Reinhold Hanning, an SS noncommissioned officer who served as a guard at Auschwitz, also is awaiting word on a Supreme Court appeal of his July 17 conviction for accessory to murder. Because, unlike Groening, Hanning did not testify in court and contribute to getting the story of the Holocaust on the record, he was sentenced to five years in prison.

Rueckel said he expects the Supreme Court to uphold the conviction early in 2017, but he doesn’t think Hanning will serve prison time.

German prosecutors are investigating eight to 12 other former Nazis who served at concentration or death camps, and six are likely to be healthy enough to stand trial, Rueckel said. But the next round of cases will try to extend the legal precedent from cases of accessory to murder to the crime of attempted murder.

The argument is that holding people at Nazi concentration and work camps, even those whose main purpose wasn’t to slaughter people by the thousands, was tantamount to trying to kill them because the inevitable outcome of life in those camps was a slow, brutal death.

Rueckel, who is a partner in the German law firm Rueckel & Collegen and has an office in Midtown with BridgehouseLaw, said he and the several lawyers working with him to represent survivors in these German criminal trials are looking for survivors and relatives of survivors who were held at Stutthof, Bergen-Belsen or Neuengamme. Unlike the Groening and Hanning trials, prosecutors have agreed to come to the United States to take depositions.

Rueckel, who is Catholic, said that of the more than 15 private lawyers involved in the Nazi cases, perhaps one is Jewish, but the lawyers’ religions are irrelevant. Their involvement reflects their belief in the rule of law, not in any religion.

Any country devoted to the rule of law must pursue such justice, he said. “It is too late, but it’s never too late.”

One daughter of survivors said her father witnessed German guards who were shot for not obeying orders at a camp, and she noted that Groening drew prosecutors’ attention in part because he spoke out against Holocaust deniers and detailed what he saw at Auschwitz. She asked whether it was right to prosecute men for not risking their lives, then becoming witnesses for history.

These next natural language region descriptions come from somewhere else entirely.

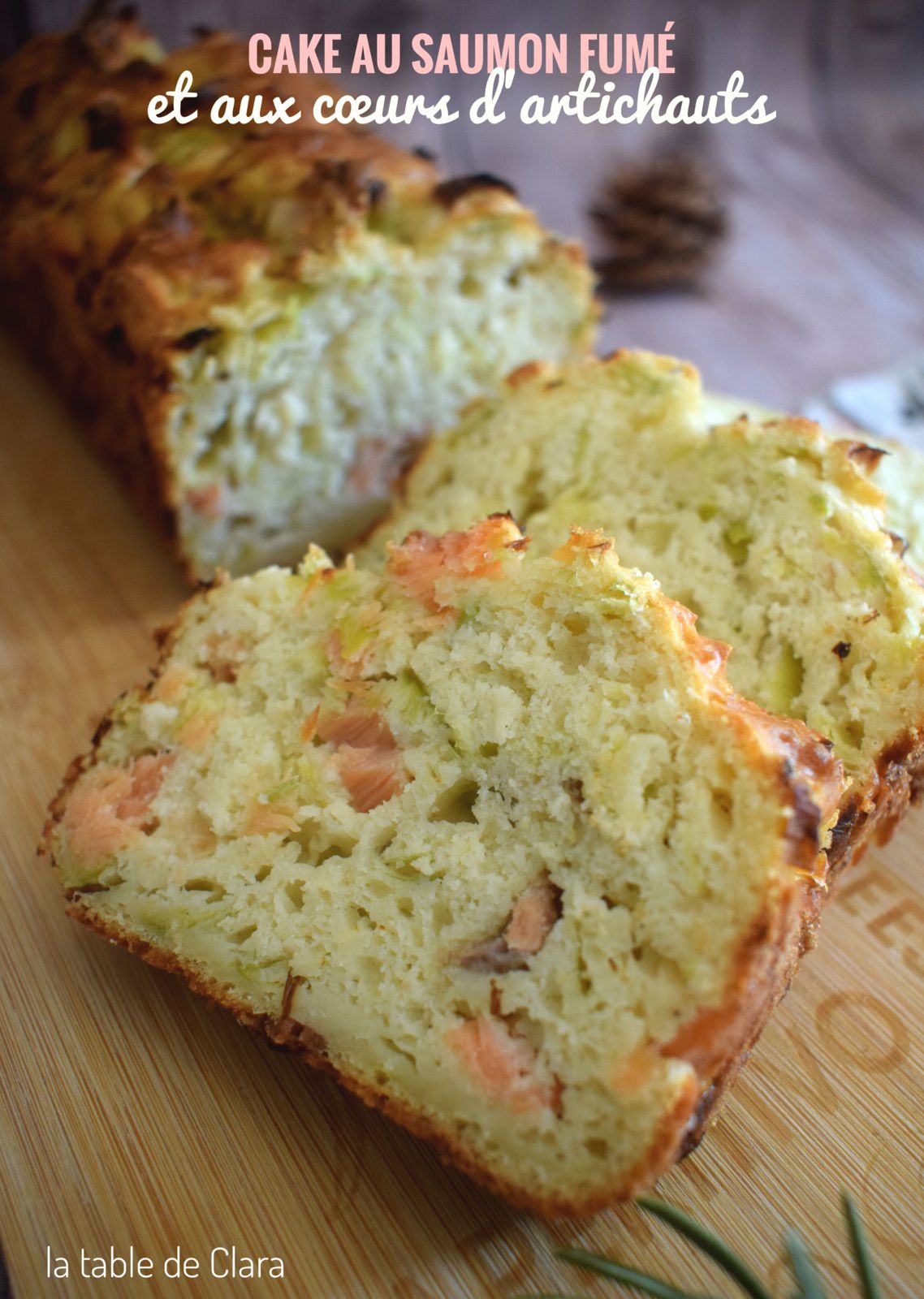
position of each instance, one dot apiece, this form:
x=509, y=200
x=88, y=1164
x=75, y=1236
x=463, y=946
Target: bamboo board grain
x=136, y=1117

Rueckel said he and the other lawyers wrestled with that question, but military historians assured them that if a soldier had moral problems with service at a camp, he could request a transfer to a front-line unit.

And soldiers such as Groening and Hanning weren’t common infantry troops. They were part of the brutal SS, and Rueckel said camp service was a reward for their time at the front.

“I had no other choice” was a defense higher-level officers tried to use in Germany’s 1965 Auschwitz trial, Rueckel said, but “it was wrong.”